O poder e a ganância, por vezes, tornam-se de tal modo viciantes, que o domínio das elites sobre o seu próprio povo é insuficiente para a satisfação dos seus anseios. Por esse motivo, desde há muito os poderosos usam de todos os expedientes para estender o seu domínio a outros povos, nem que para tal tenham que fazer a guerra. Esse processo de domínio de povos por estrangeiros tem variado, havendo imperadores generosos e respeitadores dos povos conquistados, como Ciro, o Grande, e outros, infelizmente os mais comuns, que esmagam feroz e continuadamente as gentes que têm a pouca sorte de lhes cair nas garras. Os últimos séculos foram férteis na criação desse tipo de domínio, com os europeus a esmagar os povos de quase todo o mundo, levando alguns à extinção absoluta e outros à submissão total. Esse domínio foi quase sempre aquilo a que genericamente se chamou de colonialismo.

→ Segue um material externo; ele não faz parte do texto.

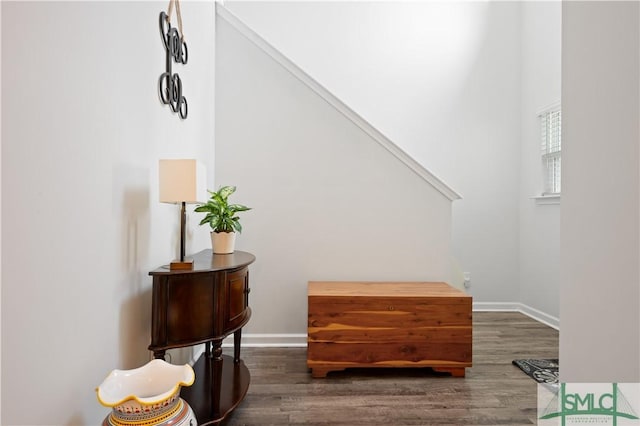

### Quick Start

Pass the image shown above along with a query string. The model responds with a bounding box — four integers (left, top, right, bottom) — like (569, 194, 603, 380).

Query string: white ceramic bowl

(96, 359, 195, 417)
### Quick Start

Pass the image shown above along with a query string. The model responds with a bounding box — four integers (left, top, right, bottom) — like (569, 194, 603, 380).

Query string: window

(540, 106, 561, 195)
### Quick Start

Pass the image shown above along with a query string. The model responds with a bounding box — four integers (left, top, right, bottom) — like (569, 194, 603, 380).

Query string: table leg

(210, 339, 223, 417)
(234, 329, 242, 363)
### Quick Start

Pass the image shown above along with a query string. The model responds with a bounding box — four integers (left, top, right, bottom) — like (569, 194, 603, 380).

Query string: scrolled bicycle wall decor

(159, 0, 188, 119)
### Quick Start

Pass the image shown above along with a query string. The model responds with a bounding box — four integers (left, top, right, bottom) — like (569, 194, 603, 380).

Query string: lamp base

(169, 259, 194, 271)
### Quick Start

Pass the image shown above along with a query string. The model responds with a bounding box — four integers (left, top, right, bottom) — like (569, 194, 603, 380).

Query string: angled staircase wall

(216, 5, 460, 202)
(214, 5, 459, 341)
(219, 2, 564, 330)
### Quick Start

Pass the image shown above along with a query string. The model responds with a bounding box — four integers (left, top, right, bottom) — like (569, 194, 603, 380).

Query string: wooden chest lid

(308, 281, 470, 299)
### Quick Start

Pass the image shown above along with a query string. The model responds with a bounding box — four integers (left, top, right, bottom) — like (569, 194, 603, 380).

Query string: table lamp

(159, 159, 207, 270)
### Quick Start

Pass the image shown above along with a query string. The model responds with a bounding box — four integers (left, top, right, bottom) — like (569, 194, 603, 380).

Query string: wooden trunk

(307, 282, 472, 378)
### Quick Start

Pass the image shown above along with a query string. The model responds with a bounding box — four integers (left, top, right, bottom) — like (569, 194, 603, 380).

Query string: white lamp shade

(159, 159, 207, 204)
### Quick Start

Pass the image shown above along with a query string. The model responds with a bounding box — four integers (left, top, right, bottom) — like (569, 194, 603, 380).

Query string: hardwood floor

(221, 312, 558, 426)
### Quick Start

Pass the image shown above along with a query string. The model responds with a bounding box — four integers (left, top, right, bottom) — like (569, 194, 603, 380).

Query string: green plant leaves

(228, 204, 251, 213)
(194, 186, 251, 233)
(217, 185, 236, 201)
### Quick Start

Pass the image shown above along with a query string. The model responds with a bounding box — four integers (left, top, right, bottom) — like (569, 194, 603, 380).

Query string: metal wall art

(159, 0, 188, 119)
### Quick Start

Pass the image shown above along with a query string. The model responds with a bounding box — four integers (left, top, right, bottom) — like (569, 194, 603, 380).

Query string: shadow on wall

(116, 174, 195, 367)
(119, 290, 153, 368)
(121, 187, 150, 277)
(65, 412, 85, 426)
(117, 172, 153, 368)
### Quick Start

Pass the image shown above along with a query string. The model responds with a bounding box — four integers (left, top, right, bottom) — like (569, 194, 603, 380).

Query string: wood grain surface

(308, 282, 472, 377)
(308, 281, 469, 298)
(220, 312, 559, 426)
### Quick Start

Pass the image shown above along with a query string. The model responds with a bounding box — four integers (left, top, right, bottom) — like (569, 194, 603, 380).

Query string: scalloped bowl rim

(96, 359, 195, 407)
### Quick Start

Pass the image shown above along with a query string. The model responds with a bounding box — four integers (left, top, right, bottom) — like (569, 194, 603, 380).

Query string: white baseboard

(473, 301, 559, 330)
(188, 334, 308, 364)
(473, 302, 520, 312)
(189, 305, 558, 352)
(190, 345, 205, 365)
(221, 333, 308, 348)
(517, 303, 559, 330)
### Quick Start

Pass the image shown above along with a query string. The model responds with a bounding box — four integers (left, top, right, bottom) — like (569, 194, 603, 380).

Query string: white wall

(518, 2, 561, 320)
(215, 14, 454, 336)
(1, 1, 215, 424)
(224, 1, 523, 305)
(560, 1, 639, 382)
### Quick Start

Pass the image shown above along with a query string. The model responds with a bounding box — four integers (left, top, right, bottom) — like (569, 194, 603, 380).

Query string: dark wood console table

(149, 249, 255, 426)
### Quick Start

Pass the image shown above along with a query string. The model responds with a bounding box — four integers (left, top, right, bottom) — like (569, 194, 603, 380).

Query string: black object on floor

(512, 359, 559, 383)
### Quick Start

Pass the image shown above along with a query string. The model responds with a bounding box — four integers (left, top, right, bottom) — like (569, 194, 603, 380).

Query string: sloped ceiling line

(216, 3, 462, 201)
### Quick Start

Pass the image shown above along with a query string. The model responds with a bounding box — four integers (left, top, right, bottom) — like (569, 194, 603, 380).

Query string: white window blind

(540, 108, 561, 194)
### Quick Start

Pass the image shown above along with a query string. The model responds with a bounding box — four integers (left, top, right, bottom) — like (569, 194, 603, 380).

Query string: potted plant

(194, 186, 251, 254)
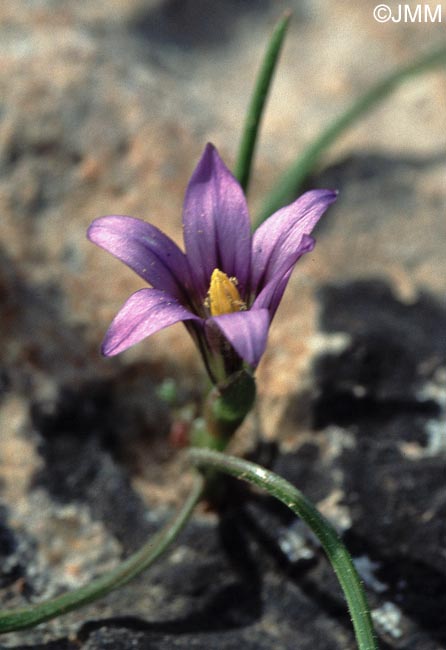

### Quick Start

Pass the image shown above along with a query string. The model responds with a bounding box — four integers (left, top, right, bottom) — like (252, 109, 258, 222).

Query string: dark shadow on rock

(78, 581, 259, 638)
(294, 277, 446, 646)
(313, 279, 445, 432)
(302, 149, 446, 243)
(0, 508, 24, 589)
(74, 469, 355, 648)
(239, 485, 395, 647)
(216, 479, 366, 645)
(341, 438, 446, 544)
(30, 371, 173, 553)
(312, 149, 446, 186)
(308, 150, 446, 202)
(344, 527, 446, 645)
(128, 0, 280, 52)
(246, 438, 279, 471)
(0, 247, 87, 382)
(76, 511, 263, 642)
(378, 556, 446, 644)
(217, 505, 263, 619)
(0, 251, 177, 555)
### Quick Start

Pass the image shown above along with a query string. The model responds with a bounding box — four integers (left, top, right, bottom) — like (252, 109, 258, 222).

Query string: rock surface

(1, 1, 445, 649)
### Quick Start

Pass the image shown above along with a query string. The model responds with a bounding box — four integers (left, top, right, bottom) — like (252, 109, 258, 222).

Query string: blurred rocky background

(0, 1, 445, 648)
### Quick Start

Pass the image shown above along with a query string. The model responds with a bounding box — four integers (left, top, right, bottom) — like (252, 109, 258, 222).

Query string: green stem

(255, 44, 446, 226)
(0, 475, 204, 634)
(189, 448, 378, 650)
(234, 11, 291, 193)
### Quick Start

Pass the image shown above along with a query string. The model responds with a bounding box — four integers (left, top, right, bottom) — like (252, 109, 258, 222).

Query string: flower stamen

(207, 269, 246, 316)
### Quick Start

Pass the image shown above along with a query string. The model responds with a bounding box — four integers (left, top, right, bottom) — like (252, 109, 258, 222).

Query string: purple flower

(88, 144, 336, 382)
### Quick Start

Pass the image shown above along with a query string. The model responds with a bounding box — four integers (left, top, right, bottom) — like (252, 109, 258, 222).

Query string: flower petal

(251, 189, 337, 293)
(252, 234, 315, 316)
(182, 143, 252, 299)
(101, 288, 200, 356)
(87, 216, 191, 301)
(207, 309, 270, 367)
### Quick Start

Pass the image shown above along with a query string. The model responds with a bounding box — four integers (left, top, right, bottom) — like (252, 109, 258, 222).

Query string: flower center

(207, 269, 246, 316)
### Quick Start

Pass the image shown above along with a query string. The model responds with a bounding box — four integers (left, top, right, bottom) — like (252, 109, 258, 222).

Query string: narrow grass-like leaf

(234, 11, 291, 193)
(0, 475, 204, 633)
(255, 44, 446, 227)
(189, 448, 378, 650)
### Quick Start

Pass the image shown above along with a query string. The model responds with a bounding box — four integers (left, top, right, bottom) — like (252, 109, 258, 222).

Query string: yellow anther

(207, 269, 246, 316)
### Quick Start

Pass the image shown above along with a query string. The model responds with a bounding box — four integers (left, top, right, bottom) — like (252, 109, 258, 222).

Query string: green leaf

(0, 476, 204, 633)
(255, 44, 446, 227)
(189, 448, 378, 650)
(234, 11, 291, 194)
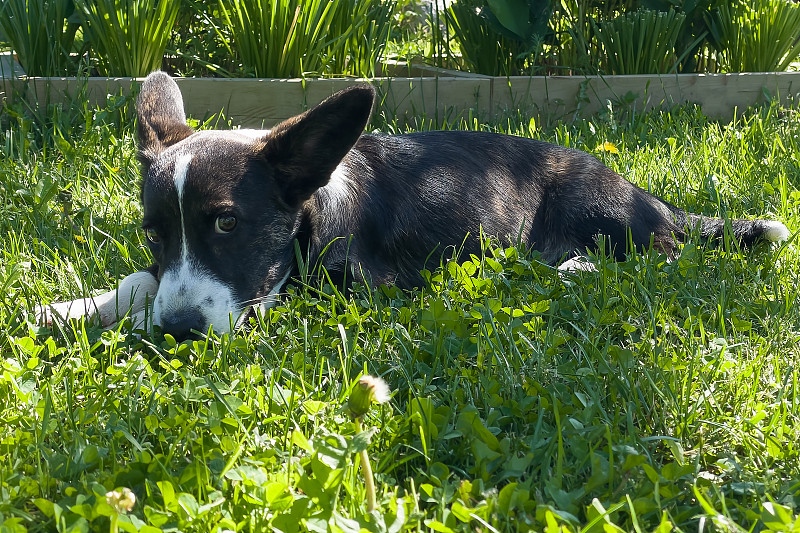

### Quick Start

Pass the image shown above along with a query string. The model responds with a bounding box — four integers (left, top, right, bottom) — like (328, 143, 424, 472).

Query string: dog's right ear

(136, 71, 194, 166)
(259, 84, 375, 207)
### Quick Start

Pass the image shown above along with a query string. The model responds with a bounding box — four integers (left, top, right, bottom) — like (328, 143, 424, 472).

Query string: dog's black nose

(160, 308, 204, 341)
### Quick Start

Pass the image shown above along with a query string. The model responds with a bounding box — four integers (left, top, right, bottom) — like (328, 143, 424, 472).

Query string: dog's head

(136, 71, 374, 339)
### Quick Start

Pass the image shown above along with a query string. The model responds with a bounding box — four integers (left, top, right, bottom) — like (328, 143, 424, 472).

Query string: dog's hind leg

(557, 256, 598, 273)
(37, 270, 159, 328)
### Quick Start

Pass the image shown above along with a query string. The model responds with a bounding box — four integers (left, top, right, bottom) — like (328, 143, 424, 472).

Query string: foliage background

(1, 0, 800, 77)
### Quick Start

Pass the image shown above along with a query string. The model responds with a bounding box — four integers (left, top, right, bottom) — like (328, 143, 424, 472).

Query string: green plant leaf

(486, 0, 531, 41)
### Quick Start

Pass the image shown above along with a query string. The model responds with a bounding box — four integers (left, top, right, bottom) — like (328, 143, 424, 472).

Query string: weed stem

(355, 417, 377, 512)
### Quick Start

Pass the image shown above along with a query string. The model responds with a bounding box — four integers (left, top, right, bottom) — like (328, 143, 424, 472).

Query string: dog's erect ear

(137, 71, 194, 162)
(260, 84, 375, 206)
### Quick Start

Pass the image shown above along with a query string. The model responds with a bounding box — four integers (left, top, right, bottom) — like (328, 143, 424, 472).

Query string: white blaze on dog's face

(136, 71, 374, 339)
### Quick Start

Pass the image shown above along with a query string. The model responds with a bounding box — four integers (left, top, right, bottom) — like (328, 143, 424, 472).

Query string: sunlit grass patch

(1, 92, 798, 531)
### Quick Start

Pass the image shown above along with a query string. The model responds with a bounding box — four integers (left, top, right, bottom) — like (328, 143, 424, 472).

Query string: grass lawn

(1, 89, 799, 532)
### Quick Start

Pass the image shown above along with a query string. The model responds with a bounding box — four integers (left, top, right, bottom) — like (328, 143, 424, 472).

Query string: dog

(38, 71, 790, 340)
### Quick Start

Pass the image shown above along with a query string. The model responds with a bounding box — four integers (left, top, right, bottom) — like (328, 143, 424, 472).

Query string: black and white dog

(40, 71, 790, 339)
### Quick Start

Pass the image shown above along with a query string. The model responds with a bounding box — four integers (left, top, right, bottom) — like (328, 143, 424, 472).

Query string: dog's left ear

(260, 84, 375, 206)
(137, 71, 194, 165)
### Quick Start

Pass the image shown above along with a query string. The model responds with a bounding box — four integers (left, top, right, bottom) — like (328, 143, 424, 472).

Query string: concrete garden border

(2, 58, 799, 127)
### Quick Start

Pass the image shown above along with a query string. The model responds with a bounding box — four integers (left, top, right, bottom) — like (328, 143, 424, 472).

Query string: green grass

(1, 91, 799, 532)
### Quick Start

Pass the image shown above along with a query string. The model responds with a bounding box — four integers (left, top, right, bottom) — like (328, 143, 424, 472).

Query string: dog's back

(303, 129, 786, 287)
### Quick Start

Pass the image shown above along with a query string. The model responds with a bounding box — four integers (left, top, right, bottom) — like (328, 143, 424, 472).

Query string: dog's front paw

(35, 298, 100, 327)
(35, 272, 159, 330)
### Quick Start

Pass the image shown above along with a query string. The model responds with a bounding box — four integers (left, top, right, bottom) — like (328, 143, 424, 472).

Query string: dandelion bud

(106, 488, 136, 514)
(347, 375, 391, 418)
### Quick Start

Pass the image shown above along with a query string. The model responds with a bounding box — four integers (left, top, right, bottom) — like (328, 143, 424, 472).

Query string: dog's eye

(215, 215, 237, 234)
(144, 227, 160, 243)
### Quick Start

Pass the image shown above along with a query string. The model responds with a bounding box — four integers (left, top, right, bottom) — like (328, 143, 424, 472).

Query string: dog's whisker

(236, 291, 288, 310)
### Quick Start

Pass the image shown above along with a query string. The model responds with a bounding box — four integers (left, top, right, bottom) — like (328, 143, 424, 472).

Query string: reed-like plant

(445, 0, 524, 75)
(640, 0, 721, 73)
(326, 0, 394, 78)
(165, 0, 241, 77)
(593, 8, 686, 74)
(217, 0, 393, 78)
(551, 0, 639, 74)
(445, 0, 553, 75)
(707, 0, 800, 72)
(74, 0, 180, 76)
(0, 0, 80, 76)
(217, 0, 333, 78)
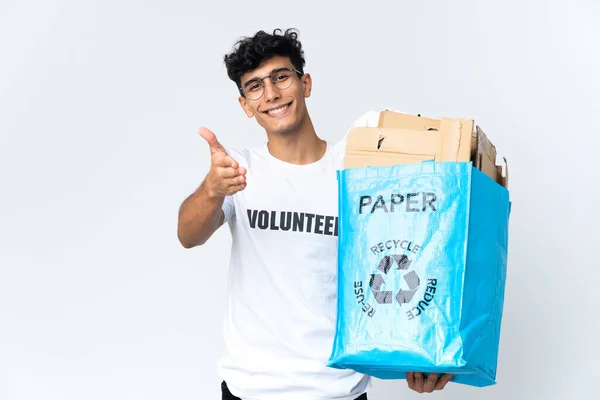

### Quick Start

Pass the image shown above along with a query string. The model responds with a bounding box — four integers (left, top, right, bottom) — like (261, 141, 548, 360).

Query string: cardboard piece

(378, 110, 441, 131)
(474, 126, 496, 169)
(379, 110, 478, 160)
(480, 152, 501, 185)
(502, 157, 509, 188)
(437, 118, 474, 166)
(344, 127, 438, 168)
(345, 110, 508, 189)
(345, 117, 474, 168)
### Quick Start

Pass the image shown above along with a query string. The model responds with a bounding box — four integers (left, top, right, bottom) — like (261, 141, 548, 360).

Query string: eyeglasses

(240, 68, 303, 100)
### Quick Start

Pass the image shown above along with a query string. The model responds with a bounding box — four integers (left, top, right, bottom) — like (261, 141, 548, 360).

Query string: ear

(302, 73, 312, 98)
(238, 96, 254, 118)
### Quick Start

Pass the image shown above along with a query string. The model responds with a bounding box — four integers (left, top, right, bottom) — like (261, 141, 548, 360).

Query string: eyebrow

(241, 67, 291, 88)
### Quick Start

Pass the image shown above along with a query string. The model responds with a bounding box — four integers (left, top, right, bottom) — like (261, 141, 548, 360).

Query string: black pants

(222, 381, 368, 400)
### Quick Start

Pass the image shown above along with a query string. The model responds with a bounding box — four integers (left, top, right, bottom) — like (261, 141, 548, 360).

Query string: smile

(264, 103, 292, 116)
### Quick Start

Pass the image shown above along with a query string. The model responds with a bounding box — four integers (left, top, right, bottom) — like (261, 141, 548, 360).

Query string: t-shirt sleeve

(222, 195, 235, 223)
(220, 146, 239, 224)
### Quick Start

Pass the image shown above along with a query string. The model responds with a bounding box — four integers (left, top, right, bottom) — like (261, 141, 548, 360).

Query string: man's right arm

(177, 128, 246, 249)
(177, 181, 226, 248)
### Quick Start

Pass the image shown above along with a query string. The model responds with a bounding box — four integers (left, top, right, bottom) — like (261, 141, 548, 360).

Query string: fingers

(215, 165, 241, 179)
(423, 373, 438, 393)
(414, 372, 424, 385)
(206, 155, 247, 196)
(233, 182, 247, 192)
(213, 157, 245, 182)
(414, 372, 424, 393)
(213, 153, 239, 169)
(406, 372, 453, 394)
(223, 174, 246, 186)
(406, 372, 417, 392)
(435, 374, 454, 390)
(210, 178, 246, 196)
(199, 127, 227, 155)
(220, 184, 246, 196)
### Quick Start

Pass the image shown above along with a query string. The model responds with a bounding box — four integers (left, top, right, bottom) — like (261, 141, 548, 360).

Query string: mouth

(263, 102, 292, 117)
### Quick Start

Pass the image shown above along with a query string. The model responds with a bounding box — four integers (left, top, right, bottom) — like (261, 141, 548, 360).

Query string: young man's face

(238, 55, 312, 136)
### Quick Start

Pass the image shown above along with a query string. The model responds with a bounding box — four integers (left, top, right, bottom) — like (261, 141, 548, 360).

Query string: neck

(265, 114, 327, 165)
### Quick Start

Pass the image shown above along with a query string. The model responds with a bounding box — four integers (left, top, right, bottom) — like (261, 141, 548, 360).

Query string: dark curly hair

(224, 28, 306, 96)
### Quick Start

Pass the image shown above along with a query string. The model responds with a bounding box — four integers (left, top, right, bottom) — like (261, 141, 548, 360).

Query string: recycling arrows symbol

(369, 254, 420, 306)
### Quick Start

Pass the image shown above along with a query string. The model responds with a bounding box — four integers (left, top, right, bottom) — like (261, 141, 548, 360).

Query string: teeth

(267, 105, 288, 115)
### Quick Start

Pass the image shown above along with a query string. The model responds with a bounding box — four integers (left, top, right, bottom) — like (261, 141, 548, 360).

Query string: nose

(262, 79, 281, 102)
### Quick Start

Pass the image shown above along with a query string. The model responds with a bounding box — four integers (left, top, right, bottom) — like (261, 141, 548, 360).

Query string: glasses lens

(272, 70, 294, 90)
(244, 81, 264, 100)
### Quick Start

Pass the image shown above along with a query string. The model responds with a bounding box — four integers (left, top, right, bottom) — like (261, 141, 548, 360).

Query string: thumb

(198, 127, 227, 155)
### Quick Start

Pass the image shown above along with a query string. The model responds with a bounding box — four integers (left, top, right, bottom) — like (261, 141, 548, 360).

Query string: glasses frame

(239, 67, 304, 100)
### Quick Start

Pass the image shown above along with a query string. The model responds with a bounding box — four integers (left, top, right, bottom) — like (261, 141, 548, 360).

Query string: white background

(1, 0, 599, 399)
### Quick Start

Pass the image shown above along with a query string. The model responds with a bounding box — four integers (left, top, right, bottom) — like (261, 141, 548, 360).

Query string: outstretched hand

(198, 127, 246, 197)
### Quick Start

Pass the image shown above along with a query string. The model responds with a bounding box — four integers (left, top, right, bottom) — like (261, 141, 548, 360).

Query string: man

(177, 28, 453, 399)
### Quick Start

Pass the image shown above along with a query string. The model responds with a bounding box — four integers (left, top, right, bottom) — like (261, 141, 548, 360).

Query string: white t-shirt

(217, 140, 371, 400)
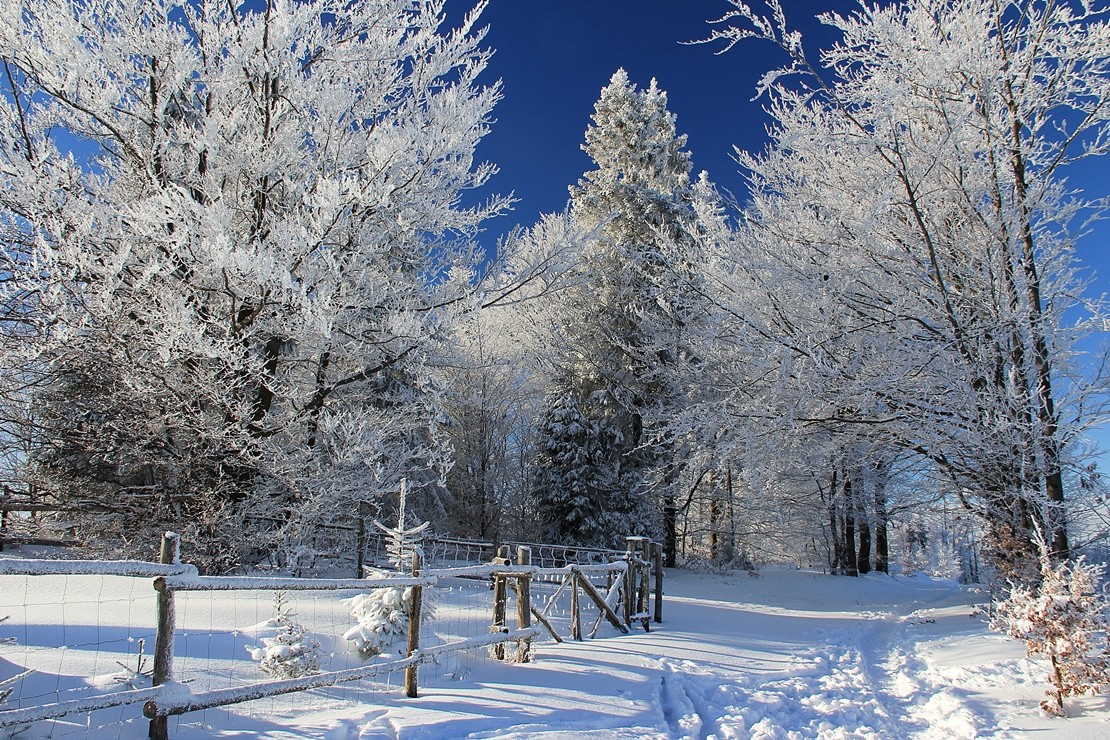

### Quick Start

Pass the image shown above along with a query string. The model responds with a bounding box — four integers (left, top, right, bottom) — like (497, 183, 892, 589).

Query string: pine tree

(248, 592, 322, 680)
(533, 383, 617, 547)
(344, 581, 436, 659)
(537, 69, 707, 556)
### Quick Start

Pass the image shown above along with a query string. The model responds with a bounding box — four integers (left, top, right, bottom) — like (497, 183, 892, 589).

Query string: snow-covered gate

(0, 534, 662, 738)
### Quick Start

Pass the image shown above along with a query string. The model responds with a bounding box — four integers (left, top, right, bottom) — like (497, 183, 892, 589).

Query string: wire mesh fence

(0, 535, 661, 738)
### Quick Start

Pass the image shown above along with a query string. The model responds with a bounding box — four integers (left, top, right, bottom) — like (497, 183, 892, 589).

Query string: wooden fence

(0, 533, 662, 738)
(0, 496, 80, 551)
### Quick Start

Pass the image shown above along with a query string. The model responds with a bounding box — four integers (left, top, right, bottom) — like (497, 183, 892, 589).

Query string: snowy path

(314, 569, 1109, 740)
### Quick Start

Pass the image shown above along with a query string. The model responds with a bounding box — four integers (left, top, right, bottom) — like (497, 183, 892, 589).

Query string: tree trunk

(663, 493, 677, 568)
(857, 516, 872, 575)
(708, 494, 719, 562)
(874, 486, 889, 574)
(842, 473, 858, 577)
(826, 468, 841, 574)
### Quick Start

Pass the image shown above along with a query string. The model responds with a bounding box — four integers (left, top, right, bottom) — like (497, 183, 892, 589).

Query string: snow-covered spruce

(247, 592, 322, 679)
(344, 578, 437, 659)
(991, 552, 1110, 716)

No século XX o colonialismo clássico tornou-se ineficaz, caro e mesmo por vezes insustentável. O mundo bipolar da segunda metade do século instigava e patrocinava a revolta dos povos colonizados, e alguns dos colonizadores de espírito mais arguto e de maior capacidade de antever o futuro, como os ingleses, viram nessa perda de domínio direto das colónias não um problema, mas antes uma oportunidade. Podiam perder o domínio político, administrativo e militar das suas antigas colónias, mas desde que mantivessem inalterada a relação económica e o controlo do rumo político das elites locais, essa mudança até poderia ser vantajosa. Percebeu-se que por esse processo seria possível vir a dominar muitos outros povos, mesmo que antes não tivessem sido colónias.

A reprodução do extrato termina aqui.